Oxidative Se-catalyzed C(sp3)-H bond acyloxylation has been used to construct a diverse array of isobenzofuranones from simple ortho-allyl benzoic acid derivatives. The synthetic procedure employs mild reaction conditions and gives high chemoselectivity enabled by an inexpensive organodiselane catalyst. The presented approach offers a new synthetic pathway toward the core structures of phthalide natural products.

Towards the Synthesis of Massadine: A Unified Strategy for the Stereoselective Synthesis of the Carbocyclic C,D‐Ring Subunit

Massadine is a hexacyclic marine natural product, which belongs to the family of pyrrole-imidazole alkaloids. Herein, we describe a unified approach to the C,D-ring subunit of this sponge metabolite based on the exploitation of a norbornene scaffold for the stereocontrolled construction of massadines carbon skeleton. Highlights of the sequence presented include the application of a stereospecific norbornyl rearrangement for facile introduction of an oxygen at the C7-position within the norbornene nucleus, a highly regioselective and end group differentiating ozonolytic scission of a C-C double bond, and an oxidative decarboxylation reaction for the installation of the hindered secondary C2-alcohol function. Furthermore, the iterative assembly of the two guanidine entities as well as the implementation of the spirocyclic junction between the C- and the D-rings are described. Collectively, these key transformations permit an entry to an appropriately functionalized carbon framework, which will serve as a starting point for our efforts toward the completion of the synthesis of massadine.

Oxidative Allylic Esterification of Alkenes by Cooperative Selenium-Catalysis Using Air as the Sole Oxidant.

A new metal-free catalysis protocol for the oxidative coupling of nonactivated alkenes with simple carboxylic acids has been established. This method is predicated on the cooperative interaction of a diselane and a photoredox catalyst, which allows for the use of ambient air or pure O2 as the terminal oxidant. Under the title conditions, a range of both functionalized and nonfunctionalized alkenes can be readily converted into the corresponding allylic ester products with good yields (up to 89%) and excellent regioselectivity as well as good functional group tolerance.

Atom-economical synthesis of functionalized cycloalkanes via catalytic redox cycloisomerization of propargyl alcohols.

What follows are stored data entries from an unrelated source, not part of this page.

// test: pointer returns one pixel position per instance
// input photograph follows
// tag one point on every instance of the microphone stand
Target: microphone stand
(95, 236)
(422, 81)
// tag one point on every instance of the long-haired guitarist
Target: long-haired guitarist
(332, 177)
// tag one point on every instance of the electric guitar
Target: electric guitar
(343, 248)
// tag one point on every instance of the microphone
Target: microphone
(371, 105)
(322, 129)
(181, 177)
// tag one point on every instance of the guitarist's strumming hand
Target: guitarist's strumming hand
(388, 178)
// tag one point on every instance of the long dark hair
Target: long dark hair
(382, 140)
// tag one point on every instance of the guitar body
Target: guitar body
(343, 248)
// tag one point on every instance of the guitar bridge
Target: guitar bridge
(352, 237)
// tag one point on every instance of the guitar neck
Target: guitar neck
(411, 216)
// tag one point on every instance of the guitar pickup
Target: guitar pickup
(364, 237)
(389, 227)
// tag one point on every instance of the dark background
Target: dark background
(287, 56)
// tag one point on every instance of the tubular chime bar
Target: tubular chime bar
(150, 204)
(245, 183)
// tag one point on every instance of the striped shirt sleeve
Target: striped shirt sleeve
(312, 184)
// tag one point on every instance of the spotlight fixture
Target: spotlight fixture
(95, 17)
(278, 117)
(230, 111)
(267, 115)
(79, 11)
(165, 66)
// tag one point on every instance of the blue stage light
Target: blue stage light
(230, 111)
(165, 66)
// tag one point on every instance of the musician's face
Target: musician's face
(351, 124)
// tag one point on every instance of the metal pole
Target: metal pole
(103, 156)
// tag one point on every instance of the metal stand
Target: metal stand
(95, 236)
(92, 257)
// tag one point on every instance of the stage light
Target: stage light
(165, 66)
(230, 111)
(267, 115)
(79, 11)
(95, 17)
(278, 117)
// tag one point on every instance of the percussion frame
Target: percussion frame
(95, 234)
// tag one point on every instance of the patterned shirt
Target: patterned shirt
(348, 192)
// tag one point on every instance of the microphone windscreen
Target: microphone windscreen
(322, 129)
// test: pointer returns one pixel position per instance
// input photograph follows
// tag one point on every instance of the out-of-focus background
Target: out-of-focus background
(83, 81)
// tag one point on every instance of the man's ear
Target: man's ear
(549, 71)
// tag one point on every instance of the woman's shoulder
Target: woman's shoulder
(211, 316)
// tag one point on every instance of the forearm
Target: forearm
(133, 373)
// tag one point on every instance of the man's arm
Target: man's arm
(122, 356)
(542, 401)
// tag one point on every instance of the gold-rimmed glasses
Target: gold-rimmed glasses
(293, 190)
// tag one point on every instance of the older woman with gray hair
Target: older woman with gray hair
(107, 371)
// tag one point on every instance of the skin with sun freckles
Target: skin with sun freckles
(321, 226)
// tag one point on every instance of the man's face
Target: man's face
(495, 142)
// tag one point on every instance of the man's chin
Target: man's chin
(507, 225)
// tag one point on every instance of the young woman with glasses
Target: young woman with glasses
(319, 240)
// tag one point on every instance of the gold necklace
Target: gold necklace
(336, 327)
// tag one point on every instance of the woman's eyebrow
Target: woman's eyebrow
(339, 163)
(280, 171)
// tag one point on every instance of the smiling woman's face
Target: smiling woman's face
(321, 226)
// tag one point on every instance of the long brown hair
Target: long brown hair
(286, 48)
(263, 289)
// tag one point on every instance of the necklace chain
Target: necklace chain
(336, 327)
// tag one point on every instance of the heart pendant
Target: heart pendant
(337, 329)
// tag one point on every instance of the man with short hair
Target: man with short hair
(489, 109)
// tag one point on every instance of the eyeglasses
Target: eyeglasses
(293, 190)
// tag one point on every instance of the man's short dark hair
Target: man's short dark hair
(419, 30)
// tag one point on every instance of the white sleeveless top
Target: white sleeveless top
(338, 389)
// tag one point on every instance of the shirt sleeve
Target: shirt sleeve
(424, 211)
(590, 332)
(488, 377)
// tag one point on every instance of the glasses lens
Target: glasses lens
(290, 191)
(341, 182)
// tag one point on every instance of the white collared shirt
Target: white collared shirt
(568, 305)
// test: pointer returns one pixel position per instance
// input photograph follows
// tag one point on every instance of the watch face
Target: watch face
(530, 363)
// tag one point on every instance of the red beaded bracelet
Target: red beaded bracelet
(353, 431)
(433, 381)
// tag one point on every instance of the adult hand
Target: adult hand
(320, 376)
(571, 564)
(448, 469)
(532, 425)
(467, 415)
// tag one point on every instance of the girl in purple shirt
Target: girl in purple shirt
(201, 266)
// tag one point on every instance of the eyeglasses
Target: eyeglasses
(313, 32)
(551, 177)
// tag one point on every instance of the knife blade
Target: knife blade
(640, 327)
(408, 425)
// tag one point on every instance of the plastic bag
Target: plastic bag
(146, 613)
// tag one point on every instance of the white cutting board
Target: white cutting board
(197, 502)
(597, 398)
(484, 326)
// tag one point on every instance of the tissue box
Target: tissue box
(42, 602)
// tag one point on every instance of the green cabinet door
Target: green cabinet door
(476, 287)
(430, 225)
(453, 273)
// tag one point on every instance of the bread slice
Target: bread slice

An atom-economical procedure for the direct synthesis of cycloalkanes from propargyl alcohols is reported. This high-yielding one-pot process involves a sequence consisting of a Ru-catalyzed redox isomerization of ynols into enones or an enal followed by an intramolecular Michael addition of a variety of carbon nucleophiles. Furthermore, an asymmetric variant of this protocol realized by the aid of a chiral nonracemic diamine catalyst, which provides the cyclization products in up to 97% ee, is presented.